A 1 million metric ton/year (mmty) 20-year contract was announced Wednesday with a subsidiary of Malaysia’s state-owned Petroliam Nasional Berhad, aka Petronas. The contract could lift contracted offtake at the project proposed just south of New Orleans to 16 mmty of a 20 mmty nameplate capacity.
The contract with Petronas LNG Ltd. is a first with the company, which Venture Global CEO Mike Sabel said creates a “significant expansion” of its customer base in Asia.
“…we particularly look forward to Petronas bringing our competitive, lower-carbon energy into Southeast Asia, a region with rapidly growing gas demand,” Sabel said.
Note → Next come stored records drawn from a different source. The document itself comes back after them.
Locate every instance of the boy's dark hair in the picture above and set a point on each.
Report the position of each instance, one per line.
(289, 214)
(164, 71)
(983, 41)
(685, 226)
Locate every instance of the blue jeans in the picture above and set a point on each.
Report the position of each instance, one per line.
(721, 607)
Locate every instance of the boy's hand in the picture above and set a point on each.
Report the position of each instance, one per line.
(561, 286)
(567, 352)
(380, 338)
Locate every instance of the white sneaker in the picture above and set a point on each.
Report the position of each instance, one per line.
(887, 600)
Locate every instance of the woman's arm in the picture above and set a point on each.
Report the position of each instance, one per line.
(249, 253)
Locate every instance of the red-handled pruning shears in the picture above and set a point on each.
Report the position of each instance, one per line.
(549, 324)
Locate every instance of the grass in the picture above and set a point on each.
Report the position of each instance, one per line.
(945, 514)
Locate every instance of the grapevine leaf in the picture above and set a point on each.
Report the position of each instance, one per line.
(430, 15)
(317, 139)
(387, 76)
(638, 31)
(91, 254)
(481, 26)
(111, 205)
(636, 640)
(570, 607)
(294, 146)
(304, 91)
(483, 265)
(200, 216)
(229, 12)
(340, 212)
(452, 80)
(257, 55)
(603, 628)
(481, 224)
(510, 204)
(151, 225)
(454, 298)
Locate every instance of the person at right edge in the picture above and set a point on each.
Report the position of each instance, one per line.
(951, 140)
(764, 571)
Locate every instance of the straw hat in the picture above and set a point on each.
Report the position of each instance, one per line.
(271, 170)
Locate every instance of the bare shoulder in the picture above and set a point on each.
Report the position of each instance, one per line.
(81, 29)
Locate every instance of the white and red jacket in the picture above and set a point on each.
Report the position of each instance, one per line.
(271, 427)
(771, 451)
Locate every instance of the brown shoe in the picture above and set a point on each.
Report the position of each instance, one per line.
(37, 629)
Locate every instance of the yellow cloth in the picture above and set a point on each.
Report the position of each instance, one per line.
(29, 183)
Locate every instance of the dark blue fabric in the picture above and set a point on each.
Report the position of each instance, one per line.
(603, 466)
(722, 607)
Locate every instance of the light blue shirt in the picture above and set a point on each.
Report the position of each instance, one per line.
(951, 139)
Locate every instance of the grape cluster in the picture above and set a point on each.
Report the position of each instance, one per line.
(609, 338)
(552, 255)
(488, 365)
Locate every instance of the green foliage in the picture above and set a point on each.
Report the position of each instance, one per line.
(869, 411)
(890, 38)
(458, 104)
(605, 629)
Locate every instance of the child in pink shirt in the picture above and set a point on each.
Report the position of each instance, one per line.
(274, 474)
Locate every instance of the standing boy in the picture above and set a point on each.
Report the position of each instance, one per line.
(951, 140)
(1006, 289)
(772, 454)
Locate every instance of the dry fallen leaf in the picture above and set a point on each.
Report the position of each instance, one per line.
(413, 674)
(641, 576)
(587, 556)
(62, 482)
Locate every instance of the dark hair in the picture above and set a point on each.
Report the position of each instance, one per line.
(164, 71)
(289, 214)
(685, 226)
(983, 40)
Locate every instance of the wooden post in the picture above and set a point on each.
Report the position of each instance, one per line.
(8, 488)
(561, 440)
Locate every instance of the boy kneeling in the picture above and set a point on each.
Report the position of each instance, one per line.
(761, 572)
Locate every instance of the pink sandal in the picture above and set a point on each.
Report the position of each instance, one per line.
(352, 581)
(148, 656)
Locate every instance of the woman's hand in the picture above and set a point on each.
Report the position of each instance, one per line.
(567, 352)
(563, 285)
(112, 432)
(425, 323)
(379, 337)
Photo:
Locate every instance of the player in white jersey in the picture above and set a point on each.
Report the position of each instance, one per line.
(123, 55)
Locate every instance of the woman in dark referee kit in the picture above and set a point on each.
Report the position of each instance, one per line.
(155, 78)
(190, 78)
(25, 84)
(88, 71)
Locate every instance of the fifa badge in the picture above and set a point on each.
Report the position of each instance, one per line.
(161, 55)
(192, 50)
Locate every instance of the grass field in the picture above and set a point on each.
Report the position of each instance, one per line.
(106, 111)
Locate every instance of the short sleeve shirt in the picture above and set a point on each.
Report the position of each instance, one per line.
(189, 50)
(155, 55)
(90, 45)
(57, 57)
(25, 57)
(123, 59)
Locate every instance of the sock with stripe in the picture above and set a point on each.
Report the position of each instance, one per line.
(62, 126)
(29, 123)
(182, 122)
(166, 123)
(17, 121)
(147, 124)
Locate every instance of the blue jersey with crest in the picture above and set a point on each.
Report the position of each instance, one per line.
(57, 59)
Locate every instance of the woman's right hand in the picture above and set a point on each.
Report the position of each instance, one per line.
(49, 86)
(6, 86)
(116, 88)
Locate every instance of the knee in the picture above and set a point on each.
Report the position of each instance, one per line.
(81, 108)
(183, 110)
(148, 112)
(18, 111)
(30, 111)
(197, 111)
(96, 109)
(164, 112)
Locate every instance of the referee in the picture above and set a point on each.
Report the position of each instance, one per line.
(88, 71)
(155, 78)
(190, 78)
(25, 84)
On Tuesday, the company announced a combined 2 mmty in agreements with ExxonMobil’s Asian LNG trading arm, 1 mmty of which will come from Plaquemines. Venture also locked in a combined 4 mmty in 20-year agreements with China Petroleum & Chemical Corp. for the Louisiana project.
The company has inked several new deals this year as geopolitical impacts to the global LNG market continue to boost proposed U.S. infrastructure.
In a recent study, Enverus reported that 19 mmty of capacity from North American projects has been snapped up since Russia invaded Ukraine in February. More than 80% of those volumes were secured in March.
Enverus’ Al Salazar, senior vice president of intelligence research, said the future prospects of U.S. projects adding capacity in the near term is limited, which “changes the outlook significantly for the next tier of projects, and less commercially advanced projects likely benefit the most from the current market environment.”
Plaquemines, along with the third phase of Cheniere Energy Inc.’s Corpus Christi LNG and the Woodfibre LNG project in Canada, are expected to add 32.6 mmty in North American export capacity by 2025, according to Enverus.